Da anni in Italia si parla di elezioni con sistemi digitali, cosa che – con le opportune garanzie tecniche – sarebbe rispettosa di ciò che la Costituzione richiede, vale a dire che il voto sia personale ed eguale, libero e segreto. Finora, però, non si sono avute che poche, limitate, applicazioni. «Il problema – sostiene il docente – sono gli informatici perché ritengono possibile hackerare il voto. Anche gli hacker etici si sono sempre rifiutati di lavorare a questo tipo di progetto. Il problema esiste, ma la possibilità di “hackerare” i risultati esiste anche col voto cartaceo». La possibilità, dunque, c’è, ma – come osserva il professore Rossetti – va approfondita sotto l’aspetto tecnico e dotata di un’adeguata cornice normativa: «C’è, in questo ambito, un fallimento della comunità internazionale che non si è mai attivata per studiare come mettere in pratica il voto digitale attraverso un sistema open source. Questo finisce per lasciare tutto nelle mani di ditte private. Il caso del referendum sull’autonomia in Lombardia insegna. Sul piano formale erano rispettate tutte le disposizioni emanate ad hoc, tuttavia non era possibile alcun tipo di verifica dal momento che la ditta incaricata utilizzava un codice chiuso. È necessaria una legge che dica che occorrono due requisiti: un codice open source e un sistema che consenta di verificare la corrispondenza tra il risultato digitale del voto e quello analogico».

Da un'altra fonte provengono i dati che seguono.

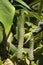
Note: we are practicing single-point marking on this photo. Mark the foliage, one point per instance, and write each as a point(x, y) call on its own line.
point(21, 32)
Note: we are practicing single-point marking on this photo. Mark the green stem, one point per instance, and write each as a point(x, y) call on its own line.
point(20, 34)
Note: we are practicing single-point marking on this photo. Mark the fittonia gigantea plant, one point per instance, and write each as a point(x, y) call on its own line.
point(20, 24)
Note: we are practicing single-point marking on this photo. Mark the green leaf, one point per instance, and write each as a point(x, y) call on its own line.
point(7, 12)
point(23, 3)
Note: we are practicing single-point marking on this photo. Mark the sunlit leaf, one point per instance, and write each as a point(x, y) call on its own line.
point(7, 12)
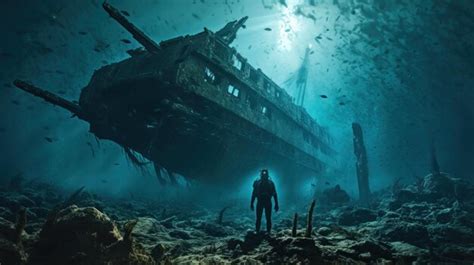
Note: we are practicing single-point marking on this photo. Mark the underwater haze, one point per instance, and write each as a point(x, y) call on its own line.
point(402, 69)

Nella sua versione più “spinta”, la democrazia digitale assume la forma di democrazia diretta elettronica. L’intera comunità è chiamata non solo ad esprimersi su un quesito referendario o sulla scelta dei candidati da eleggere, ma anche a svolgere la funzione legislativa senza la mediazione di rappresentanti. Rispetto a ciò, il giurista non può che rilevare una serie di criticità di tipo sostanziale e formale. «Non è una forma di democrazia – avverte il professore Rossetti – perché chi è chiamato a prendere delle decisioni deve essere adeguatamente informato e deve avere tutti gli strumenti, anche culturali, per poter assumere delle decisioni. Ciò non sempre avviene. Ciascuno di noi, rispetto ad alcuni argomenti, non ha la preparazione sufficiente per compiere delle scelte. Di più: ci sono argomenti di cui, legittimamente, non ci si vuole occupare perché non si è interessati. Questo pone anche un altro problema, quello della partecipazione al voto: ci potremmo trovare in situazioni in cui si è ben lontani dal raggiungere il numero legale».